Mekke-i mükerreme döneminde nâzil olmuştur. Sekiz Âyet-i kerime, otuz dört kelime ve yüz beş harften müteşekkildir.

İlk Âyet-i kerime'de geçen ve "İncir" mânâsına gelen "Tîn" kelimesi bu Sûre-i şerif'e isim olmuştur.

 

Muhtevâsı:

Bu mübârek Sûre-i celîle muhtevâsı bakımından en güzel bir biçimde yaratılan insanı ele almakta; yaratılış gayesini unutanları, Yaratan'ını inkâr edenleri Allah-u Teâlâ'nın aşağıların aşağısına indireceği beyan edilmektedir.

İlk dört Âyet-i kerime'de incir, zeytin, Sinâ dağı ve Mekke-i mükerreme üzerine yemin edilerek; insanın Ahsen-i takvîm olarak yaratıldığı bildirilmektedir.

Mütebâki Âyet-i kerime'lerde ise; en güzel yaratıldığı halde inkâra saplanan, dini yalanlayan kişilerin esfel-i sâfilîne indirilecekleri; bir müminin de güzel amelleri karşılığında cennetlere nâil olacağı; Allah-u Teâlâ'nın hüküm verenlerin en güzeli olduğu haber verilmektedir.

 

Mükerrem İnsan:

Tîn sûre-i şerif'i incir ve zeytine yemin edilerek başlamaktadır.

"İncire andolsun ki!" (Tîn: 1)

Yedi yüz elliden fazla çeşidi olan incir, Kur'an-ı kerim'de zikredilen mübarek meyvelerdendir.

İncir çekirdeği çok küçüktür, fakat incir çekirdeğinde incir ağacı gizlemiştir. Bu öyle bir sırdır ki, gerçek mahiyetini ancak Allah-u Teâlâ bilir. Bilinen kadarıyla anlatılmaya kalkılsa yine çok uzun sürer.

"Zeytine andolsun ki!" (Tîn: 1)

Allah-u Teâlâ kan ve gübre arasından sütü çıkardığı gibi, su ile taş arasından da saf, tatlı ve faydalı olan zeytin yağını çıkarmıştır. Bütün bunların hepsi insanların faydalanmaları ve o yüce Yaratıcı'ya şükret-meleri içindir. Düşünen akıllar için bunlarda ne büyük ibretler ve hikmetler vardır.

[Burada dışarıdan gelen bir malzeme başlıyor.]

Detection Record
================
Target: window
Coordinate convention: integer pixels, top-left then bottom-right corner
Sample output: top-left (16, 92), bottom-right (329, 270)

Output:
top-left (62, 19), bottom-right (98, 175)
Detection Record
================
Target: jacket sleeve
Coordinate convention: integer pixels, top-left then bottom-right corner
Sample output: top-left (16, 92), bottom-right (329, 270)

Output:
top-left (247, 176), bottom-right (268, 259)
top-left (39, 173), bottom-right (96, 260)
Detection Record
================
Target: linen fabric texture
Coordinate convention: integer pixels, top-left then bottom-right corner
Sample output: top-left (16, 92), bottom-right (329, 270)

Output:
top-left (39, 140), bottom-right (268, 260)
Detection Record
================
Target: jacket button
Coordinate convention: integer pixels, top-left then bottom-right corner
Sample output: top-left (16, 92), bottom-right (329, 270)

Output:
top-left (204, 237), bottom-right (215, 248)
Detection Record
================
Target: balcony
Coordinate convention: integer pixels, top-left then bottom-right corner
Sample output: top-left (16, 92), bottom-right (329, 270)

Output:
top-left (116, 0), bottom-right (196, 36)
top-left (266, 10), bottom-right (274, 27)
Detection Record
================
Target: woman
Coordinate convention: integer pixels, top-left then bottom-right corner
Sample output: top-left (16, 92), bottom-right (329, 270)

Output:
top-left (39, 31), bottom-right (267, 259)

Ebu Hüreyre -radiyallahu anh-den rivayet edildiğine göre Resulullah -sallallahu aleyhi ve sellem- Efendimiz bir Hadis-i şerif'lerinde şöyle buyurmuşlardır:

"Zeytin yağını yiyiniz ve kullanınız. Çünkü bu yağ mübarektir." (İbn-i Mâce: 3320)

Nûr sûre-i şerif'inin 35. Âyet-i kerime'sinde mübarek, yani bereketli bir ağaç olduğu belirtilmiştir.

Gerek incir ve gerekse zeytin, meyvelerin en faydalılarıdır. Her ikisi de insan hayatı için hem bir gıda, hem bir şifâ deposu, hem de mühim bir ticaret metaıdır, diğer meyvelere göre faydaları pek çoktur.

"Sina dağına andolsun ki!" (Tîn: 2)

"Tûr-i sinâ", Musa Aleyhisselâm'ın Allah-u Teâlâ ile konuşma şerefine erdiği güzel bir dağdır.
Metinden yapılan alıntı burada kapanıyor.